Niat saya untuk menerbitkan buku tentang gapura sesungguhnya sudah sejak tahun 2010an di Purwakarta. Bahkan saya sempat berkirim surat ke Bupati Dedi Mulyadi supaya dapat dukungan dalam menulis buku itu. Setidaknya saya akan sering mewawancarainya. Mengapa? Karena sebagai pencinta gapura pada umumnya, baik gapura kabupaten, gapura antar kota, gapura mesjid, maupun gapura-gapura tempat keluar-masuk kampung, saya yang juga suka 'ngritik' model gapura Purwakarta selain mensyukuri kelelebihannya, tentu boleh berniat baik mengekspose kearifan lokal dan kecerdasan sosial yang disimbulkan oleh gapura-gapura di Purwakarta. Sayangnya, niat itu belum sempat terwujud.

Bagi saya gapura adalah inspirasi besar untuk Indonesia. Coba saja anda klik google (internet). Cari gapura-gapura propinsi, gapura-gapura kabupaten, gapura-gapura keluar-masuk kota, gapura-gapura kantor dan gedung-gedung penting, gapura-gapura perbatasan, gapura-gapura mesjid, dan gapura-gapura keluar-masuk kampung. Semoga kita bisa menemui ketakjuban dan romantisme yang sama di situ.

Gapura adalah kode selamat datang paling dekat dan manusiawi. Penyambung ungkapan bibir dari suatu tempat, penambah ungkapan-ungkapan rasa saat bertutur tentang suatu tempat. Gapura adalah bahasa, pesan yang banyak. Keramah-tamahan dan kerinduan yang dihidangkan.

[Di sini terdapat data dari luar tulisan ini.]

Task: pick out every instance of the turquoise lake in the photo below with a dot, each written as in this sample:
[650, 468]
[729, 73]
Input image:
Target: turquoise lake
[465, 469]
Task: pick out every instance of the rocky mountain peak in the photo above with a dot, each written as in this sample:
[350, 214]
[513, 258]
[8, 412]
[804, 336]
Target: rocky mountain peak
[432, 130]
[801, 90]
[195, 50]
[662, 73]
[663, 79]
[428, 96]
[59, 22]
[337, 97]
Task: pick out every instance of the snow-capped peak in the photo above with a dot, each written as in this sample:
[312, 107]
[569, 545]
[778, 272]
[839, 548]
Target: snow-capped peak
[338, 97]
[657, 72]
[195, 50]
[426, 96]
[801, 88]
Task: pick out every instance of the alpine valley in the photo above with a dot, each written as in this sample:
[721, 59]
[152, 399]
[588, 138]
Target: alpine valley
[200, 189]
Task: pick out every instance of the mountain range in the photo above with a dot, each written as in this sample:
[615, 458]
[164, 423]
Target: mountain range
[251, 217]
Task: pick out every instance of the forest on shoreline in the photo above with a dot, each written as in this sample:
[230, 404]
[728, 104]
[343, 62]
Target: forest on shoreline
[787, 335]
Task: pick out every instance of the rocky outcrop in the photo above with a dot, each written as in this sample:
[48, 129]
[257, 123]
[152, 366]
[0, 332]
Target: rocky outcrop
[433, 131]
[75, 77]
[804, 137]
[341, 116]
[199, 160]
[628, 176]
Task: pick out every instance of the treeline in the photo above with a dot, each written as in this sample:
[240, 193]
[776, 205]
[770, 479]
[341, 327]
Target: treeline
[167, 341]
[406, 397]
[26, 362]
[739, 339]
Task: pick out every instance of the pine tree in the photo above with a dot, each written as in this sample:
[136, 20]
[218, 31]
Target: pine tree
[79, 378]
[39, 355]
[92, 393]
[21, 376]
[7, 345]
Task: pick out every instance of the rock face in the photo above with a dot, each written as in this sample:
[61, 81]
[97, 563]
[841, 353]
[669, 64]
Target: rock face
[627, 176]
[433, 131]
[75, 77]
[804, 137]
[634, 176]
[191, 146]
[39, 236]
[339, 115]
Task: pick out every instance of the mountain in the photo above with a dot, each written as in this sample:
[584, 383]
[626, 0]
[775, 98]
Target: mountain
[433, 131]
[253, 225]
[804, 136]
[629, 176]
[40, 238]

Di berbagai tempat, gapura adalah tempat swa-foto (selfie). Termasuk gapura-gapura mesjidnya. Apalagi sekarang ini kita tengah berada di era media sosial, segala bentuk apapun akan jadi sangat cepat tervisualisaikan. Tentu segala yang indah akan memikat hati. Dan segala yang buruk rupa akan memuakkan.

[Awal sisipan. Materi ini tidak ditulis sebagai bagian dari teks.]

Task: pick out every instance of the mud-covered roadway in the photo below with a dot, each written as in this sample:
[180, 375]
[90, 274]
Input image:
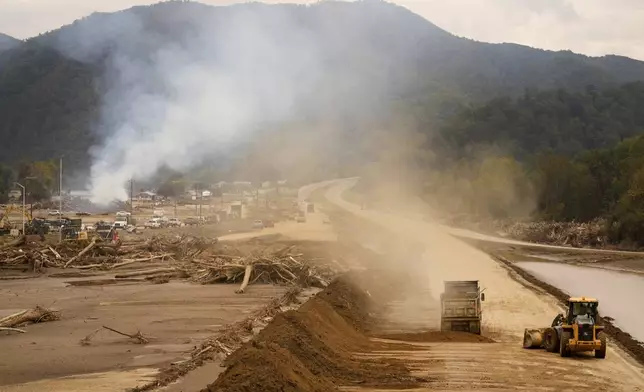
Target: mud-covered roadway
[511, 305]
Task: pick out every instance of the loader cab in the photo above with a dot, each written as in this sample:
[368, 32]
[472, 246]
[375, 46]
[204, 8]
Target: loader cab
[580, 307]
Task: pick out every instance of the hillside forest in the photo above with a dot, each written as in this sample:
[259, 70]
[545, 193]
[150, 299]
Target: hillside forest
[500, 131]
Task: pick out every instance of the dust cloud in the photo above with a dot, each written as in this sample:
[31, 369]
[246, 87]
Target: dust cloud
[175, 99]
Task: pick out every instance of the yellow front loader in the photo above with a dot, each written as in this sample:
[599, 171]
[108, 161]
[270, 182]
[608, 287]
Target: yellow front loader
[576, 331]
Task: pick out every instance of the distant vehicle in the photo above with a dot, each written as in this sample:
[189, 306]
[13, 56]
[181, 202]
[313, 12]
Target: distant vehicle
[191, 221]
[174, 222]
[121, 222]
[153, 224]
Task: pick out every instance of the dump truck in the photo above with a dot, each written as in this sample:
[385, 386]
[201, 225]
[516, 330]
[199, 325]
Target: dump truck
[575, 331]
[461, 306]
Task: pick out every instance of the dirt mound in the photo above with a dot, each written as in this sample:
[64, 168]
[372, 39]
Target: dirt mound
[317, 343]
[437, 336]
[268, 367]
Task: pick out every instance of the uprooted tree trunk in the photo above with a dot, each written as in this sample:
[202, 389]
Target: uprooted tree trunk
[19, 241]
[247, 272]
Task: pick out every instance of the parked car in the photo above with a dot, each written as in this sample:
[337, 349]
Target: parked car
[120, 222]
[174, 222]
[153, 224]
[191, 221]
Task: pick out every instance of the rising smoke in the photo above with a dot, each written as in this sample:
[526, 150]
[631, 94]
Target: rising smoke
[183, 82]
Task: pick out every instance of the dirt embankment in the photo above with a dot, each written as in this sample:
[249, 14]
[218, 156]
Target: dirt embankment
[631, 345]
[312, 349]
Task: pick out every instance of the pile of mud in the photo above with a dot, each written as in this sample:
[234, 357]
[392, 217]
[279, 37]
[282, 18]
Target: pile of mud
[624, 339]
[312, 349]
[436, 336]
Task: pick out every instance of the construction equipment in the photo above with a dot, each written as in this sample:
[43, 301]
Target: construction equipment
[461, 306]
[575, 331]
[72, 229]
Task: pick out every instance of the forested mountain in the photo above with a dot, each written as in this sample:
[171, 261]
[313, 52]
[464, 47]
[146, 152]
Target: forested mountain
[557, 121]
[374, 58]
[7, 42]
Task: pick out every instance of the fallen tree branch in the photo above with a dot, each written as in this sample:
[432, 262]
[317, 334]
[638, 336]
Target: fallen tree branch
[54, 252]
[247, 272]
[36, 315]
[137, 336]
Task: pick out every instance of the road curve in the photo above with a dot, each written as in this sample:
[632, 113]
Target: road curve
[509, 308]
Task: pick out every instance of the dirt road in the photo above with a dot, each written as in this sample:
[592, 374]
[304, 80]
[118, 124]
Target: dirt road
[509, 308]
[178, 315]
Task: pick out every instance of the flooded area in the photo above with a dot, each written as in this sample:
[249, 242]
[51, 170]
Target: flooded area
[618, 293]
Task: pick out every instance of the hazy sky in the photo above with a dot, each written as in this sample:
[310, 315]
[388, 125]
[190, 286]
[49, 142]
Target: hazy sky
[593, 27]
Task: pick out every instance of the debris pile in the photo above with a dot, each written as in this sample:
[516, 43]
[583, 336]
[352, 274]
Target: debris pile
[201, 259]
[575, 234]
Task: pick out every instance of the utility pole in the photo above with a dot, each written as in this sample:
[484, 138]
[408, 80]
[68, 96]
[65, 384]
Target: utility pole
[24, 204]
[60, 199]
[131, 196]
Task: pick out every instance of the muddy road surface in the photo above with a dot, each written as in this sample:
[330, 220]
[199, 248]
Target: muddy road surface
[510, 307]
[178, 315]
[616, 290]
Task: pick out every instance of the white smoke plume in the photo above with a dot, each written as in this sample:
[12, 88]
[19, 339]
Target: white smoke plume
[175, 103]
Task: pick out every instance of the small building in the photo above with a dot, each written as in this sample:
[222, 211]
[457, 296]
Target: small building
[15, 194]
[146, 196]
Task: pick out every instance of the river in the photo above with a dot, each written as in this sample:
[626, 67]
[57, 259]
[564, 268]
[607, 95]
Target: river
[619, 293]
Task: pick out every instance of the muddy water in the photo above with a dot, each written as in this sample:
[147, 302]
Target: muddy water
[619, 293]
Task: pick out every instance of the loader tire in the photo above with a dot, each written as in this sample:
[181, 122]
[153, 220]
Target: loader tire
[564, 350]
[551, 340]
[601, 353]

Meskipun dalam bentuk yang beda dari niat saya waktu di Purwakarta, buku antologi puisi Tarian Gapura (TAGAR) telah hadir sebagai potret semangat Indonesia. Sekaligus mengdepankan bahasa lama saya, yang sering saya bawa ke mana-mana, "Hirup teh ngagambar jeung ngigel" (hidup ini menggambar dan menari). Subhanallah.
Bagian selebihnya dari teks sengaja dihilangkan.